第230章 狼煙
丘の上から戦況を見守る。
アルミンのクソ甘ぇ策が万が一上手くいけば……火の手も銃声も、巨人化の光も見ずに済むんだが――――……アルミンとコニーが作戦を決行して10分やそこら経たぬうちに、そんな希望は消え失せた。
島内人類同士の殺し合いの狼煙は二発の銃声だった。
その銃声の後にすぐさま、多くの立体機動装置を装備したイェーガー派の兵が建物から飛び出し、一斉に建物内へと雷槍を撃ち込んだ。
――――アズマビトの技術者を葬ろうって魂胆だろう。
だがそこにはハンジたちがいる。
――――うまく、守り切れればいいが……。
次の瞬間、思っていた通りに二つの大きな光が瞬いた。そうだな、もうあれだけ殺し合いが始まってしまえば……俺達は守らなきゃならねぇものがあり過ぎて不利でしかない。

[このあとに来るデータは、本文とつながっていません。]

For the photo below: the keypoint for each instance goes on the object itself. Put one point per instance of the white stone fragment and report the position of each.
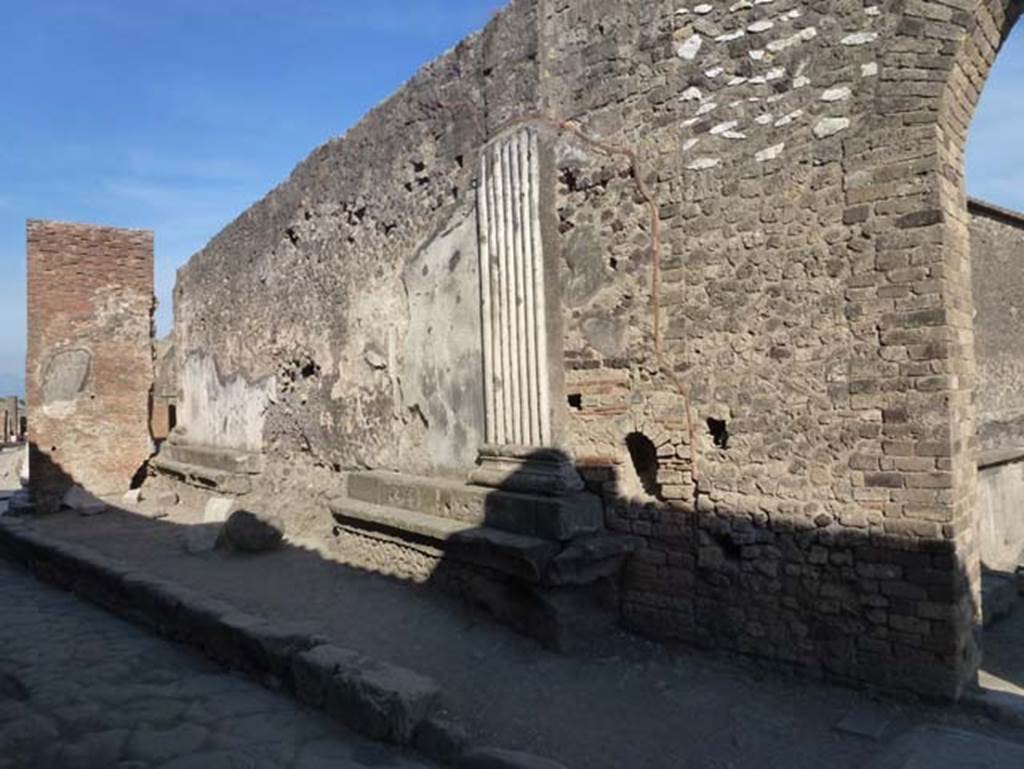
(770, 153)
(840, 93)
(787, 119)
(860, 38)
(730, 36)
(830, 126)
(689, 48)
(702, 164)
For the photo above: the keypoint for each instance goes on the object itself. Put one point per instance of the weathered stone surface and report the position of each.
(492, 758)
(82, 502)
(253, 532)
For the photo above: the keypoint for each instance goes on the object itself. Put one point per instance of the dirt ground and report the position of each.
(622, 702)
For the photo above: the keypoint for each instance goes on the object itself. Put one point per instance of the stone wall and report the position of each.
(997, 276)
(758, 228)
(89, 366)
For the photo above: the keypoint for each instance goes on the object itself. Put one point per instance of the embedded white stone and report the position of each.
(690, 48)
(730, 36)
(860, 38)
(830, 126)
(787, 119)
(840, 93)
(723, 127)
(702, 164)
(770, 153)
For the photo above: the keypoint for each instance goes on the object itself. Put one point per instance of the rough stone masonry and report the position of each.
(89, 365)
(715, 255)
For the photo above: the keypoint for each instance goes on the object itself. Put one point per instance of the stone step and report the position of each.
(516, 555)
(560, 518)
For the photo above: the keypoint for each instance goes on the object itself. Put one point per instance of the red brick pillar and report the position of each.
(89, 367)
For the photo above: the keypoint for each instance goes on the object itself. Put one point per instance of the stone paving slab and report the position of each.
(81, 689)
(624, 702)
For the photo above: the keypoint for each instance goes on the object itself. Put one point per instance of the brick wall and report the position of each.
(89, 367)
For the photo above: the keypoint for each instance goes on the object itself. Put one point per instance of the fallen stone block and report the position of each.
(82, 502)
(492, 758)
(253, 532)
(380, 700)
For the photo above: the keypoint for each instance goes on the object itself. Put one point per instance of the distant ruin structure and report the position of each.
(617, 311)
(89, 365)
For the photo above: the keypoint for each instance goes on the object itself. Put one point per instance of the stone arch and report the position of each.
(910, 175)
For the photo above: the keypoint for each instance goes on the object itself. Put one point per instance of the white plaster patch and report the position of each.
(730, 36)
(860, 38)
(690, 48)
(702, 164)
(770, 153)
(787, 119)
(840, 93)
(830, 126)
(723, 127)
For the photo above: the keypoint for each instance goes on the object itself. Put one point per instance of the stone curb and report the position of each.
(382, 701)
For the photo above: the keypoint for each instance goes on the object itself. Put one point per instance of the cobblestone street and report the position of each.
(82, 689)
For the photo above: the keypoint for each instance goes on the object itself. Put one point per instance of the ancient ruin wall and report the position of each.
(997, 280)
(767, 321)
(89, 366)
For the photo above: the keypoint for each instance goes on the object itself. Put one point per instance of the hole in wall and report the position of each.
(719, 430)
(643, 454)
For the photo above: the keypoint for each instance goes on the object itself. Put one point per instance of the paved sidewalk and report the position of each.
(626, 702)
(81, 689)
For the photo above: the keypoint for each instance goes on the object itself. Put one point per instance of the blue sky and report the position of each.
(178, 115)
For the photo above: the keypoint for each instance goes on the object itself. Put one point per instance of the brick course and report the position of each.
(89, 366)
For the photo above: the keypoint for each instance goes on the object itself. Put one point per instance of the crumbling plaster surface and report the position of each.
(780, 187)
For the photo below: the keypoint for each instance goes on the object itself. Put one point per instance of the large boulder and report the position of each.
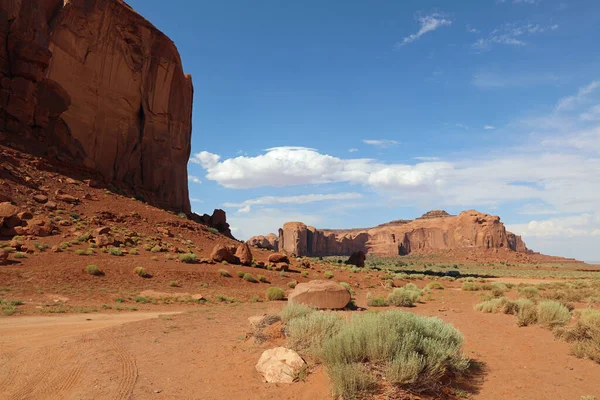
(3, 256)
(276, 258)
(357, 258)
(320, 294)
(269, 242)
(280, 365)
(8, 215)
(244, 254)
(222, 253)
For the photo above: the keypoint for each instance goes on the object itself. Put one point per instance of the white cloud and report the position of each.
(578, 225)
(244, 210)
(426, 158)
(289, 166)
(206, 159)
(512, 34)
(429, 23)
(592, 114)
(569, 102)
(194, 179)
(384, 143)
(300, 199)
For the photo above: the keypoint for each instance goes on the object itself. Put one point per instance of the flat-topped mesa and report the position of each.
(437, 230)
(102, 88)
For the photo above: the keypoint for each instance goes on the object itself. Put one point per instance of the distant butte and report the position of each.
(435, 231)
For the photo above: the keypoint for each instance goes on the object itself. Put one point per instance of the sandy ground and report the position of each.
(204, 353)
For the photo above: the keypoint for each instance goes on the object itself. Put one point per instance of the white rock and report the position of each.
(279, 365)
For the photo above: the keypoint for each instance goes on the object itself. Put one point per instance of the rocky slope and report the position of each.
(100, 86)
(434, 231)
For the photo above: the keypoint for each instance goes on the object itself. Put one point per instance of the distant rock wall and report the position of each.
(434, 231)
(94, 79)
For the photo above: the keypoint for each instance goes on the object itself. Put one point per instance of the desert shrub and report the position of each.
(469, 286)
(41, 246)
(495, 305)
(225, 273)
(294, 310)
(584, 335)
(403, 297)
(434, 285)
(308, 332)
(350, 381)
(141, 299)
(275, 293)
(346, 285)
(412, 351)
(115, 251)
(526, 313)
(93, 269)
(529, 292)
(188, 258)
(551, 313)
(376, 301)
(224, 299)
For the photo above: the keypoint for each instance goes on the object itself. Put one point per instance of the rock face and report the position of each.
(218, 221)
(278, 258)
(221, 253)
(97, 81)
(435, 230)
(244, 254)
(269, 242)
(279, 365)
(320, 294)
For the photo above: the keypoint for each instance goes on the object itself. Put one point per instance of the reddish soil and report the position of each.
(204, 352)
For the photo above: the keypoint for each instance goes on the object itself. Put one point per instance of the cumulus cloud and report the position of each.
(592, 114)
(383, 143)
(569, 102)
(428, 23)
(512, 34)
(300, 199)
(288, 166)
(194, 179)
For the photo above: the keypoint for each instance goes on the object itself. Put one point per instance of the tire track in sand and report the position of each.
(128, 372)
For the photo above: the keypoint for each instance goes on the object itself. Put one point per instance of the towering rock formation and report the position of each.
(436, 230)
(95, 80)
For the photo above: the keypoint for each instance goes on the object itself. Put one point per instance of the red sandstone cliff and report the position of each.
(434, 231)
(94, 80)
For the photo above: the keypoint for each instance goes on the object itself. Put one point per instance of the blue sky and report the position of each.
(353, 113)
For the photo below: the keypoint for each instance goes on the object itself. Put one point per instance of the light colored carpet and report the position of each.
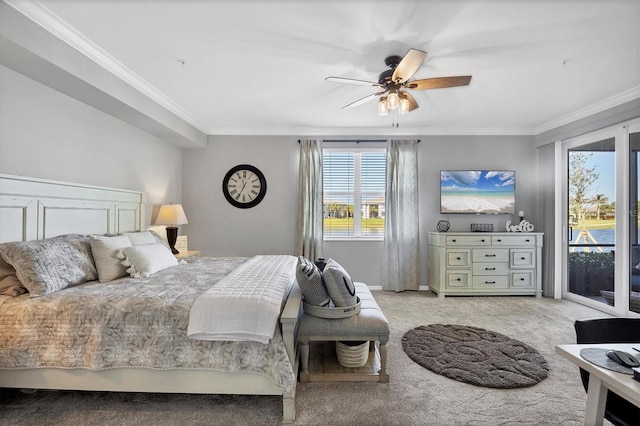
(414, 396)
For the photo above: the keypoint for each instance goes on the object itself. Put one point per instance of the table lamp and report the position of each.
(171, 215)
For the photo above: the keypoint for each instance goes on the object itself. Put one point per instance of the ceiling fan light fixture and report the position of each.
(383, 107)
(393, 100)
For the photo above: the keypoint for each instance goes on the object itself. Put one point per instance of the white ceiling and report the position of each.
(259, 67)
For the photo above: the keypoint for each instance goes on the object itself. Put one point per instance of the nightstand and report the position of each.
(187, 254)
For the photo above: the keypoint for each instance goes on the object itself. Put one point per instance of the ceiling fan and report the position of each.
(395, 82)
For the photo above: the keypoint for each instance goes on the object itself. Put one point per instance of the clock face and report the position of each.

鎧と女型を使うしか、勝つ道はないと言っていいだろう。
「やっぱりダメか……。なぜ……こうなるんだ……。」
戦況を見ていたオニャンコポンが言葉を零した。
「――――人から暴力を奪うことはできないよ。ねぇ?兵長。」
イェレナが俺に同意を求めるのは……、俺がいかに殺してきたかを知っているからだ。
こんなことはなんでもなかった。
仲間であっても、殺してきた。
あの巨大樹の森で……何人も何人も、部下の面影の残る巨人の項を無慈悲に削ぎまくった。
生きたければ、殺される前に殺すしかない。
そんな世界だ。
だがなぜか胸の奥がひきつるように少し痛むのは……側にナナが、いるからなのか。ナナもまた悲しい顔で……だが一瞬も目を逸らさず、まるで戦えないならせめて共に業を覆うとでも決めているかのように、強く握った拳を震わせながらその戦況を見つめ続けていた。